Why memorize facts, write code, research anything — when a model can do it in seconds?

This is, frankly, dystopian under any reasonable reading. It’s such a far cry from the DIY/hacker spirit I’ve encountered in the mentors I’ve been fortunate to have. While I struggle to articulate it, the attitude within this manifesto just fills me with a deep dread.4 It’s an insult to the idea of learning for its own sake. It’s part of a chorus of voices in our society encouraging us to offload our thinking— why bother? A model can do it. It’s a startup with Captain Beatty as CEO:

“School is shortened, discipline relaxed, philosophies, histories, languages dropped, English and spelling gradually neglected, finally almost completely ignored. Life is immediate, the job counts, pleasure lies all about after work. Why learn anything save pressing buttons, pulling switches, fitting nuts and bolts.”

More in part 2.

This post has ended up having a much longer word count than planned. I’d intended something fairly breezy, two paragraphs max for each topic. At this point, I think I could’ve written individual posts for each of these. A downside of not writing regularly and letting one’s thoughts accumulate, I suppose. In part 2, I’ll conclude with how my thoughts have been adjusting with regards to model collapse (touching on the use of RAG), and the environmental impacts of LLMs.
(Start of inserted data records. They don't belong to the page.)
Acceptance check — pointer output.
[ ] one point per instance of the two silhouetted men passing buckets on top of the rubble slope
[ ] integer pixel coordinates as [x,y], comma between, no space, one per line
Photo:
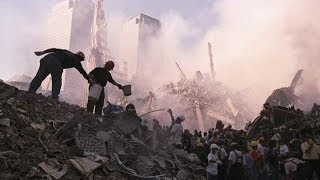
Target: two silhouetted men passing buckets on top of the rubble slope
[56,60]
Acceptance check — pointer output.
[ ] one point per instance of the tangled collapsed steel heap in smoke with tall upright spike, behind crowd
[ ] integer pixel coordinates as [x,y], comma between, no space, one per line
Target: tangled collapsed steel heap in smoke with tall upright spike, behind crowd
[203,101]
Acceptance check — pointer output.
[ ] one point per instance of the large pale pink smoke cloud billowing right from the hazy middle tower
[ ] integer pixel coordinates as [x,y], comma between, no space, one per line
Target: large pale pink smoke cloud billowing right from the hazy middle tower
[258,46]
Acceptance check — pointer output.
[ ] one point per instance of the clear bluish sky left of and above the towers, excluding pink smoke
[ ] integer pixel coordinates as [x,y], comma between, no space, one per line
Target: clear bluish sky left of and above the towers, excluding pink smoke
[23,24]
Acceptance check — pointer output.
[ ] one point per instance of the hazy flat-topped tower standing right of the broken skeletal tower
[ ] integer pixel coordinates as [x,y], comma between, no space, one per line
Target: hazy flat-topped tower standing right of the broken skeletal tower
[138,44]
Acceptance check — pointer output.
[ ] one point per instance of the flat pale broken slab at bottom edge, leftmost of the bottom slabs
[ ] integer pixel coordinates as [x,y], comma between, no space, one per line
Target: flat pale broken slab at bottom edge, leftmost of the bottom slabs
[52,167]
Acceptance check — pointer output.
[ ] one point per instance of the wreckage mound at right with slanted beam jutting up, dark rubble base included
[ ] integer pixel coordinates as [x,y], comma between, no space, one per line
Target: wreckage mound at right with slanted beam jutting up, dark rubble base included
[280,112]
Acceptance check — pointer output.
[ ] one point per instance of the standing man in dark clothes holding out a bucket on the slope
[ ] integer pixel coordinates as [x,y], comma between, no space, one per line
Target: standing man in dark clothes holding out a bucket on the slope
[101,76]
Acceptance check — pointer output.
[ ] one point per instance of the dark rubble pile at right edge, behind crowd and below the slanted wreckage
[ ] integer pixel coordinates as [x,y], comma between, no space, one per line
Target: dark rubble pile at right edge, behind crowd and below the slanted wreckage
[273,119]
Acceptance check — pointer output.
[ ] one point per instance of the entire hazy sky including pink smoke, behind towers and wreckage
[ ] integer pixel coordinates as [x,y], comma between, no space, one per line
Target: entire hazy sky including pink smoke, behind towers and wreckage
[258,44]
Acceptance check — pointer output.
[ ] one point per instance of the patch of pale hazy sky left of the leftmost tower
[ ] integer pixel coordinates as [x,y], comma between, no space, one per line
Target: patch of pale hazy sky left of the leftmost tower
[22,32]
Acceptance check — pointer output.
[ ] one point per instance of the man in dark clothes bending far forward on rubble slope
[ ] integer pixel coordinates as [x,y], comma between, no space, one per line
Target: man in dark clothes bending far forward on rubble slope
[54,63]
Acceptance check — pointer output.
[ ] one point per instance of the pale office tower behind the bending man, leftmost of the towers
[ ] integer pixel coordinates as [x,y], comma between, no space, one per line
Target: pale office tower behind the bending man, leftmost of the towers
[69,27]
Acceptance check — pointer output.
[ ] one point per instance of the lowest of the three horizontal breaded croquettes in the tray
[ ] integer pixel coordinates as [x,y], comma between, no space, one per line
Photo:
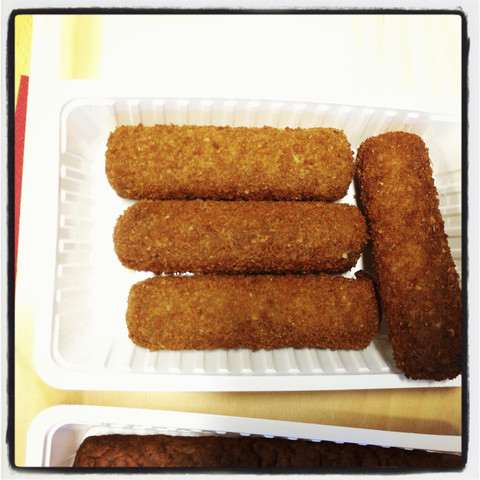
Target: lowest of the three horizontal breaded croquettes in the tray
[207,312]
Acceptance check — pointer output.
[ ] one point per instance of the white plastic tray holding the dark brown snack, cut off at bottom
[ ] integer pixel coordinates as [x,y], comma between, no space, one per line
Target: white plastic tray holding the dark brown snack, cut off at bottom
[56,433]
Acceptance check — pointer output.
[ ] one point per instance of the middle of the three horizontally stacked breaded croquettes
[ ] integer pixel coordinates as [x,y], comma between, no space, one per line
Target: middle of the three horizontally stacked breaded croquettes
[207,236]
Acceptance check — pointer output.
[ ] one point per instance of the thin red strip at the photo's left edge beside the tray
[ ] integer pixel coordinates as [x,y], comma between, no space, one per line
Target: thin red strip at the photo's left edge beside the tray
[20,123]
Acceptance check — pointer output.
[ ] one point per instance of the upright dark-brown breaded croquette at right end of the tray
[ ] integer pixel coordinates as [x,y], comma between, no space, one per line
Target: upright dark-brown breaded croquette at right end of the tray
[417,281]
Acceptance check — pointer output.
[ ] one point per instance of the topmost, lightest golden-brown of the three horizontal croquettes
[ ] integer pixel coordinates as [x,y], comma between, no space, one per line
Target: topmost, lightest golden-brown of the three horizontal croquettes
[227,163]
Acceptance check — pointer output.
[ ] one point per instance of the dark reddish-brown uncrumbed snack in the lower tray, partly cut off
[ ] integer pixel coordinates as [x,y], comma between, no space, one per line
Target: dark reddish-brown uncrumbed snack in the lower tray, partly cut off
[118,450]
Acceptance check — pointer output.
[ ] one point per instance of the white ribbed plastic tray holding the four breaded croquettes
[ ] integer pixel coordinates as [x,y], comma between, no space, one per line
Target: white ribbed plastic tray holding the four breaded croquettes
[81,339]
  1. Just this week, we have another high profile example of lawyers not bothering to check the work of these tools.
  2. Klarna’s efforts to replace customer support with “AI” has been a prominent example. Gartner, a major consulting company, predicts that 50% of organizations will abandon their attempts to downsize customer support services through the use of “AI”.
  3. In passing, I should note this report is from mid-2023. It’s very difficult to forecast demand for different skillsets and professions even a few years into the future, moreso when relevant technology is changing. However, I still think we’re yet to see this tech’s ability to meaningfully replace the labor that’s needed. I’d feel more skeptical of a report like this if we start seeing job postings for data analysts/scientists drying up (independent of a broader recession or slump within the tech industry).
  4. I encountered a blog post by Ned Resnikoff this week that shares a lot of the unease I’m feeling. He makes a great point that these startups are presenting their tools as liberating, but in practice they encourage the cultivation of an internal life that any rulers of a totalitarian society would hope to see in their subjects.